At 8/11/09 11:36 PM, Eman110 wrote:
Hey, its me, that annoying kid, back to ask another question.
To those of you in the US Army, what training and how much of it did you have in the gas chamber?
About a week or two into basic training you'll have chamber day. You'll walk inside the gas chamber (which is just a concrete room with drill sergeants cooking the CS on a bunsen burner) holding your breath, and while inside, you have to put on your gas mask. This is just to make sure you have learned how to properly put on the gas mask when the area is contaminated. It's pretty easy to do, but it's not something you want to mess up, otherwise you're gonna be sucking the whole time you're in the chamber. Your gas mask will filter the air from the outside, but if you've got CS INSIDE your gas mask since you didn't clear it all out when you put it on, then you're still gonna be breathing it in. Then they make everyone take off their masks and stand there for a a minute or two, just to show you the gas mask really is working. On to what i'm sure is the main thing you're wondering about.
It sucks, but it's not terrible. It makes your skin itchy a little bit, but not really enough to care about.

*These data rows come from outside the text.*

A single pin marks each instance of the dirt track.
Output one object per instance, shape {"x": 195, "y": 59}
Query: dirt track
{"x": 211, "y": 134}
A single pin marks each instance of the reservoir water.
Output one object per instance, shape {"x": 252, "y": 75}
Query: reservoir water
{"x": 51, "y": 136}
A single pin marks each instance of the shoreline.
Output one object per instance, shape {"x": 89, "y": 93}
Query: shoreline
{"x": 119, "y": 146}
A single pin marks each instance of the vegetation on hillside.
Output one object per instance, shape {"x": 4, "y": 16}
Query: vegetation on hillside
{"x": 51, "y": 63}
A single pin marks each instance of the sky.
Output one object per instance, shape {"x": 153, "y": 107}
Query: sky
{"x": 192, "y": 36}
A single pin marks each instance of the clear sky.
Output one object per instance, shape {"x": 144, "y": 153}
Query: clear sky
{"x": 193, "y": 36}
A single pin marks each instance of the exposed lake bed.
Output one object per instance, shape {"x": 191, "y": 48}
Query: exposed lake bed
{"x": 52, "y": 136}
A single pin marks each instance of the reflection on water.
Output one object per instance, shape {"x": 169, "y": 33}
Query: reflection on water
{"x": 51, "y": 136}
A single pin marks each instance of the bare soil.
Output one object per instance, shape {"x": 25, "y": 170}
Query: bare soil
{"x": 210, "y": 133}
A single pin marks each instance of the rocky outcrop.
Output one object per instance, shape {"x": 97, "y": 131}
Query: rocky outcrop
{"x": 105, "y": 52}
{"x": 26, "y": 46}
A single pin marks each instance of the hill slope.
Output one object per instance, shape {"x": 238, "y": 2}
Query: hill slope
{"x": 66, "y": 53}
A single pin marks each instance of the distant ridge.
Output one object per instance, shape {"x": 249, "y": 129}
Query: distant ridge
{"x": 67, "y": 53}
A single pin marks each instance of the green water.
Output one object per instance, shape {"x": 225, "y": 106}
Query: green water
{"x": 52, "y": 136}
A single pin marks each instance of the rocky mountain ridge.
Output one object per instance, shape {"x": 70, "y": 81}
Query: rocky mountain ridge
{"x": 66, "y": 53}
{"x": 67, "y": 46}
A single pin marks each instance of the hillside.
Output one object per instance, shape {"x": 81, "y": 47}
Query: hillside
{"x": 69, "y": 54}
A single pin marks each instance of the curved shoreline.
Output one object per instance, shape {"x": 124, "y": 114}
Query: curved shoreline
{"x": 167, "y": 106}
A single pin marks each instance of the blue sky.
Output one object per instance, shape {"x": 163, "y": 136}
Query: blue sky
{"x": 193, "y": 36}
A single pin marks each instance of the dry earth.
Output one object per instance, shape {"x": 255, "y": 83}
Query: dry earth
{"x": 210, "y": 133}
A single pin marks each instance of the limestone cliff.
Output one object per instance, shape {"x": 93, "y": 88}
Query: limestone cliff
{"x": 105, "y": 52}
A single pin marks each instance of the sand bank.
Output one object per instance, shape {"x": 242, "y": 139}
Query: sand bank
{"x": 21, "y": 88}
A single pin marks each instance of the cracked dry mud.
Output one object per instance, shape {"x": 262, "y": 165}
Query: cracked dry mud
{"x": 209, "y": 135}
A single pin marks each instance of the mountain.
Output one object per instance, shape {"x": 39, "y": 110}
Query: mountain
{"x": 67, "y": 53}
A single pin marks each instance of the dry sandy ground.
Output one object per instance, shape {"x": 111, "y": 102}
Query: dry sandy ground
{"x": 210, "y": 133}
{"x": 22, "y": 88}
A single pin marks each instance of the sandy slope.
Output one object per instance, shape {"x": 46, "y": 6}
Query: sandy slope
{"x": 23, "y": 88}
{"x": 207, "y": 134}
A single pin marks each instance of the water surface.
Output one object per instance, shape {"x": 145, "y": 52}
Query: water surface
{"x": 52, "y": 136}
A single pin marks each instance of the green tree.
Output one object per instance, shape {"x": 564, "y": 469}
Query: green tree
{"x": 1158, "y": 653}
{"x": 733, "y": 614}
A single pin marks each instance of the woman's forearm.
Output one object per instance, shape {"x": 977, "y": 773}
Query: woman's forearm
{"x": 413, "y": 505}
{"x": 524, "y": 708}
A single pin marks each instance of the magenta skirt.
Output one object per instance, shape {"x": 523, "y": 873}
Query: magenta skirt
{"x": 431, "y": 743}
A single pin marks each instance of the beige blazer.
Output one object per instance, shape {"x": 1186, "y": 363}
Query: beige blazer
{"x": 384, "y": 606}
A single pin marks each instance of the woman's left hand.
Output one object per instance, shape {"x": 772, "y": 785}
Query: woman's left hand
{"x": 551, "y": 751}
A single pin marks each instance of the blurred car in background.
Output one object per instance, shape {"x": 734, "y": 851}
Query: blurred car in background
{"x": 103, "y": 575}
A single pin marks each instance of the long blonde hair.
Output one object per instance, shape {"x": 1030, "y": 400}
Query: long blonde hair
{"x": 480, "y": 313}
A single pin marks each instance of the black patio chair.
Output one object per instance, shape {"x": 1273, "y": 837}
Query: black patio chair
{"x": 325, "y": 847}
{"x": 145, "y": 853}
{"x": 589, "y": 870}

The main thing that fucks you over is breathing it in. It makes the insides of your lungs itch like a mother fucker and within a minute, you'll have more snot coming out of your nose, and more drool running out of your mouth than you ever thought possible. The main thing that fucked everyone was holding their breath for so long after they took off their mask, that they had to take huge breaths of air to catch their breath, taking in a lot of CS really quickly. Those are the guys that really got it bad. What you want to do is hold your breath for as long as you can comfortably do, then take small, slow breaths. It doesn't hurt unless you take a deep breath and get it way back inside your lungs. Just try and stay calm, but it still isn't gonna be pleasant. Within a minute of getting out you'll be busting up laughing at how much snot is all over you, so it's not like misery. I'd do it again.